More than any other reason, perhaps, it's because of the angle of entry he offers us. Katchor is the master of the diagonal. The entrepreneurs and officials, hucksters and glad-hands who inhabit The Cardboard Valise virtually never traverse the panels comprising Katchor's strict eight-panel grids from back to front or side to side. They stride purposefully and gesticulate wildly from the left foreground to the rear background. They gaze up with wonder from the lower left to upper right. They follow sight lines that lead us not infinitely back into the panel but out of it, in whatever direction, even toward us. Katchor once told me that he draws his comics using the theatrical stage as a touchstone, rather than the flattened and cropped space of film or photography: "My approach is to construct a palpable space. Whatever happens in that space becomes believable." Indeed, simply by staging his comics in such a way that the tile floors, shelf tops, ceiling fans, and side alleys of his cities are made visible to character and reader alike, he's constructed a world that feels more livable than accrued detail could ever hope to convey.

Katchor's micro-stories similarly expose forgotten, or more accurately imaginary, nooks and crannies of the urban experience. In the same fashion as his Julius Knipl collections, The Cardboard Valise is a catalog of made-up occupations, obsessions, and cultural artifacts just too picayune to be plausible, but only just: a seaside cellphone stand that offers paying callers the chance to hear the sounds of the shore for ten minutes at a time, courtesy of employees who walk to the water and hold the phones aloft; an heir to a reference-work empire who sells off the famous family name since its value outstrips that of the imprint's accumulated, outmoded publications — The Marrowbone Backseat Bible of Contraceptive Techniques, The Marrowbone Directory of Commonly Dialed Wrong Numbers, The Marrowbone Desk Reference to Nauseating Food Combinations. In one bravura strip alone, a traveler discovers a panoply of unique customs observed by the residents of his island destination: black-market traders of partially eaten toast, discarded exercise equipment worshiped in fertility rituals, hotel employees who can deduce the personal traits of their guests from the dents they leave in wire hangers and who brag about the colds they catch from their charges, "an unwritten encyclopedia of postural gestures used to solicit tips." Together these quotidian flights of fancy suggest a world of possibilities that are at once inspiringly limitless (cumulatively) and depressingly limited (individually) — a world, in other words, much like our own.

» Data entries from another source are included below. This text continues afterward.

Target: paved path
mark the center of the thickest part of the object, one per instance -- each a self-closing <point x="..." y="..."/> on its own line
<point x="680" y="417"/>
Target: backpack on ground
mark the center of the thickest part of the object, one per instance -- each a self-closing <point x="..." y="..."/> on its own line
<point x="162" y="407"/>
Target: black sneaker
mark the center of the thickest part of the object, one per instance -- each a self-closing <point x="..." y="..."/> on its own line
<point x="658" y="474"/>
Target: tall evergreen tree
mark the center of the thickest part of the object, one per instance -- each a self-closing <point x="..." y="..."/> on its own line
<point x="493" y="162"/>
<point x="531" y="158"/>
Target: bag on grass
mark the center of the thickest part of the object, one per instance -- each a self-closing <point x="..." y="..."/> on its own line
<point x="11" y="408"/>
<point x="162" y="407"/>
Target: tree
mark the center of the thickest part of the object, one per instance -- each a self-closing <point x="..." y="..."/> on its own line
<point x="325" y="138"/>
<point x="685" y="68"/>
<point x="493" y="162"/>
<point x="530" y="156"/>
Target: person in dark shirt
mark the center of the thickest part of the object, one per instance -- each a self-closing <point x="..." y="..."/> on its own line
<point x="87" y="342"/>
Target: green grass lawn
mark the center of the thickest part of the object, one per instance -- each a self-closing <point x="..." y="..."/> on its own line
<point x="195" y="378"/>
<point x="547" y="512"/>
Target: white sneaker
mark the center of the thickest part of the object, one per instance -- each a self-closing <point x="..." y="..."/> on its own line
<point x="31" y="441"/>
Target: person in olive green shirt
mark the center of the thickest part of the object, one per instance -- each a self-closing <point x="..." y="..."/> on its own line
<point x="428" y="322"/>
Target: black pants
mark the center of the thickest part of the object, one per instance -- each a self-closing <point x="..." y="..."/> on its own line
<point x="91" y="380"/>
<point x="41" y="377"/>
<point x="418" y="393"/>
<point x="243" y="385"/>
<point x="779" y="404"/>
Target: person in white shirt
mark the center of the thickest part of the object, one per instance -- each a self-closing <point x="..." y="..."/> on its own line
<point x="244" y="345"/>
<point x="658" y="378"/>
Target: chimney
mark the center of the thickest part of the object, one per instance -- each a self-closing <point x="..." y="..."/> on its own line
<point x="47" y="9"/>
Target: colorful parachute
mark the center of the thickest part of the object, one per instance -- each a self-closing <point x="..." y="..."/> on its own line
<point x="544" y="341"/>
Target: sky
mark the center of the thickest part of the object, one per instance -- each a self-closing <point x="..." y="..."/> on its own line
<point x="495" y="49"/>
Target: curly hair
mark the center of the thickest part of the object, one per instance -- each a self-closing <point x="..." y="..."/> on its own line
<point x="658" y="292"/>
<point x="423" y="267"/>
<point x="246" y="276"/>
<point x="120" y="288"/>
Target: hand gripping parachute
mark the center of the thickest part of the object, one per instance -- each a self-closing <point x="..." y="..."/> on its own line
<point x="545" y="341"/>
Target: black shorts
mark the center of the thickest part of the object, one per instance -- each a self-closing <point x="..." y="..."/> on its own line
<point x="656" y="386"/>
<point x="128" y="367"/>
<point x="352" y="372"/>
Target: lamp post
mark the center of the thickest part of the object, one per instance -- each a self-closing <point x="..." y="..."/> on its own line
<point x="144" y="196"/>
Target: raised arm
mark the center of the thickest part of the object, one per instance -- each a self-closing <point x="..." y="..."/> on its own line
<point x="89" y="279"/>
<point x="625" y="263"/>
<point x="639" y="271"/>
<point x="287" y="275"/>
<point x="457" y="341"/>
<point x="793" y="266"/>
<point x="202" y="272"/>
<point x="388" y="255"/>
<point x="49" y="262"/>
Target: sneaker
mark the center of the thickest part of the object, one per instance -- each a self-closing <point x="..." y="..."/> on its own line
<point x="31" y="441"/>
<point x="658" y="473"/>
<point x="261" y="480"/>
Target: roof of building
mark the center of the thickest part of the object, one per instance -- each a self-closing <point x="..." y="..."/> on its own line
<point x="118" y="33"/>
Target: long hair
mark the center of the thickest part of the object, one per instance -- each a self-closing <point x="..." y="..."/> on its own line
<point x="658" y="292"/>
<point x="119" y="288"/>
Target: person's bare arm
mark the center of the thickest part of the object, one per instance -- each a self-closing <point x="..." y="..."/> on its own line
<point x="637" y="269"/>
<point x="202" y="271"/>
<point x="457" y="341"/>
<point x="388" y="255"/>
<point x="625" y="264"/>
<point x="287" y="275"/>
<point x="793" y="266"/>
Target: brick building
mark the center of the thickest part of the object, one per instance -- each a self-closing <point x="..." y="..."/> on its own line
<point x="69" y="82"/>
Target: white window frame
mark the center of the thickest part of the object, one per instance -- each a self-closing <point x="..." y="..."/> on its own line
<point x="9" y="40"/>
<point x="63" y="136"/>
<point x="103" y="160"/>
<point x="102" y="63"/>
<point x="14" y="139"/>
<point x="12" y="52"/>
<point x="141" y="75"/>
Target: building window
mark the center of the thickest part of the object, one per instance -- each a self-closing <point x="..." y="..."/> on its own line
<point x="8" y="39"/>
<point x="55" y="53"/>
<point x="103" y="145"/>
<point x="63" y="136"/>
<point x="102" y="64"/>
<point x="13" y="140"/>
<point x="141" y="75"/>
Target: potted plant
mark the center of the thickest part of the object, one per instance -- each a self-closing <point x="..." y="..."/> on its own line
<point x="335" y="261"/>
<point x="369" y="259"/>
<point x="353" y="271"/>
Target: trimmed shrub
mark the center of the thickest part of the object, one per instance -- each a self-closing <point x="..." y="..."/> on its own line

In the past, Katchor has used this technique to evoke the lost histories and specialties of the American city. In The Cardboard Valise, however, he's tackling the theme of travel (echoed in the hardcover edition's fold-out, suitcase-like handles), as it impacts his two protagonists—compulsive vacationer Emile Delilah, who's so smitten with experiencing other cultures that he can hardly stand to be at home, and charismatic Elijah Salamis, a "supranationalist" who demonstrates his rejection of national and cultural boundaries by walking around in his underwear regardless of weather or disapprobation ("Today's world market has us all in jeans and sneakers, so why not go all the way? Why not give up, once and for all, the crumbling façade of cultural diversity?"). This strips away the nostalgic veneer often found in Katchor's comics, and reveals a sneakily satirical sheen underneath. The tourist-trap kitsch and played-up local color Delilah encounters, The Cardboard Valise argues, are merely the most obviously icky manifestation, and logical endpoint, of all nationalism -- an inflation of trivial distinctions and accidents of history and geography into matters of all-encompassing aesthetic and political importance. This gives the book's climax, in which an encounter between Salamis and Delilah leads to the public debunking of a religious charlatan who argues that it's not our ethics or imaginations or faiths that live on after our deaths, but our acquisitiveness, real pathos and real bite. In the end, the world Katchor builds is a hall of fun-house mirrors. It's fascinating and funny and endlessly enveloping to look at, but its delights and distortions alike are ultimately a reflection of ourselves.